У беды глаза зелёные… - страница 2



На колени бы мне перед ней! На колени…


Часть 2.

Умираю, любя…


Легкая «шестерка» летела по Московской кольцевой. Я свободно рулил одной рукой, стараясь не пропустить нужный мне поворот, поворот, который в очередной раз менял мою судьбу и вёл меня к родному дому. Я ехал в свою родную деревеньку по странной просьбе матери из последнего письма после двух лет армии и года спецреабилитации, который я провел в стенах санатория, разместившегося на берегу чудного по своей красоте и спокойствию водохранилища. Санаторий располагался в сосновом бору, был скрыт от посторонних глаз двухметровым каменным забором, обнесенным сверху колючей проволокой. Прекрасные двух– и одноместные номера-палаты: телевизор, холодильник, кондиционер – всё, включая туалет и ванную комнату. Комнаты не запирались, но охрана, молчаливые верзилы, не спускали с нас настороженных глаз. На окнах – решетки. Днем мы обычно гуляли во дворике, облаченные в одинаковые темно-синие халаты. Разговоры не возбранялись, но и не поощрялись. Да и о чем разговаривать людям, еще не остывшим от сурового пекла горячих точек.
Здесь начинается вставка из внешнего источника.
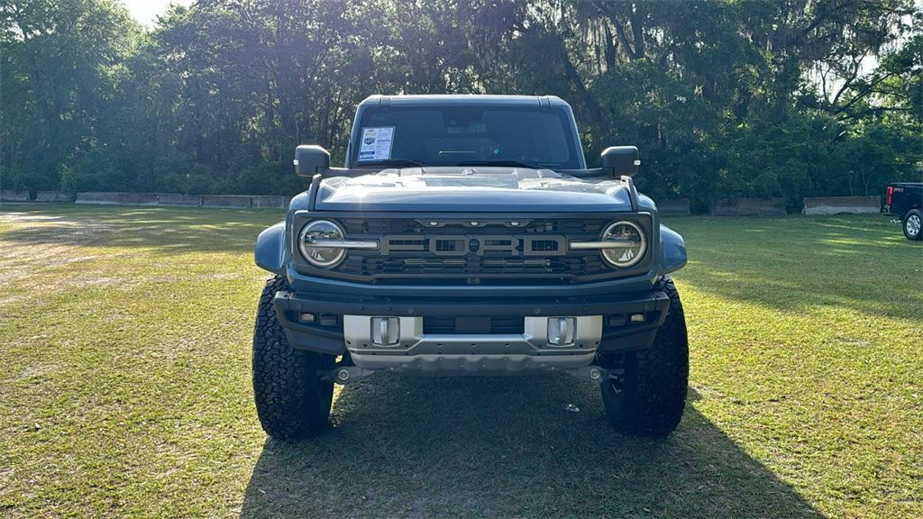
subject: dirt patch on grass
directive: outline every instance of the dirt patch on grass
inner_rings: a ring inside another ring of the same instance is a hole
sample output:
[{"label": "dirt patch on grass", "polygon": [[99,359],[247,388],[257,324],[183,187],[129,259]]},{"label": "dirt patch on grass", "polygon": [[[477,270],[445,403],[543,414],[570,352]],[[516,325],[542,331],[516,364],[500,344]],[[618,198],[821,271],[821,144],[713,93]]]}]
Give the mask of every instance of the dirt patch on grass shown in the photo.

Вечером обычно читали, смотрели фильмы, слушали музыку, но каждый из нас по-прежнему оставался самим собой. Мы были еще там, откуда возвращаются обычно поседевшие молодые парни с потухшими и много повидавшими глазами. Это была обычная больница, спецучреждение закрытого типа, без всяких вывесок и табличек.

Когда, по мнению лечащих врачей, я пришел в себя после страшной контузии, да и рана на ноге затянулась, в палате появились двое мужчин в гражданской одежде. Один держал в руках дипломат, другой бросил на кровать сверток.


– Одевайтесь! – коротко приказал тот, что с дипломатом. – Вы закончили курс лечения. Здесь документы и деньги. Остальное получите внизу, у дежурного. Счастливого пути, солдат!

Поставив на пол чемоданчик, они вышли.


Я открыл кейс. Там лежали паспорт, военный билет и водительское удостоверение, всё на мое имя, и две пачки новеньких стодолларовых купюр. Развернув сверток, я быстро переоделся и, спустившись вниз, подошел к дежурному.

– Куда следуете? – лаконично, не глядя на меня, спросил лейтенант, занимаясь документами.

Я назвал адрес.

– Какие-либо просьбы, пожелания будут? – он наконец поднял голову и, пристально оглядев меня, протянул красную папку.

– Да, мне нужна машина.

– Модель? – опять коротко спросил лейтенант.

– Желательно «шестерку», «Жигули».

– Подойдете в 17.00, получите документы на машину и ключи, а пока – свободны, – он кивнул головой охране и те защелкали запорами.


…Вот и указатель поворота. Свернув на нужную мне трассу, где движение было поспокойнее, я расслабился и закурил.

А в голове пчелиным роем гудели, метались воспоминания, бились о черепную коробку и, не найдя выхода, утомленно оседали, уступая место другим.


…Когда Люська поцеловала меня на остановке, все провожающие понимающе отвернулись, а я стоял, переминаясь с ноги на ногу, и чувствовал себя полным идиотом. Затем неловко повернулся и полез в автобус. Старый тарантас, утробно уркнув, тронулся, а я, плюхнувшись на заднее сиденье, обернулся и увидел, как к Люське подошла моя мать, обняла её, и они направились в деревню.


За окошком автобуса мелькали знакомые картины детства, юности. Промелькнули поселок, школа, где мы с Серегой десять лет промучили учителей. Автобус ехал дальше и дальше. Наконец, после часа езды показались серые ворота призывного пункта со звездочками на створках. Усталый, до смерти замотанный полупьяными призывниками майор листал мое личное дело, задавал, казалось бы, нелепые вопросы.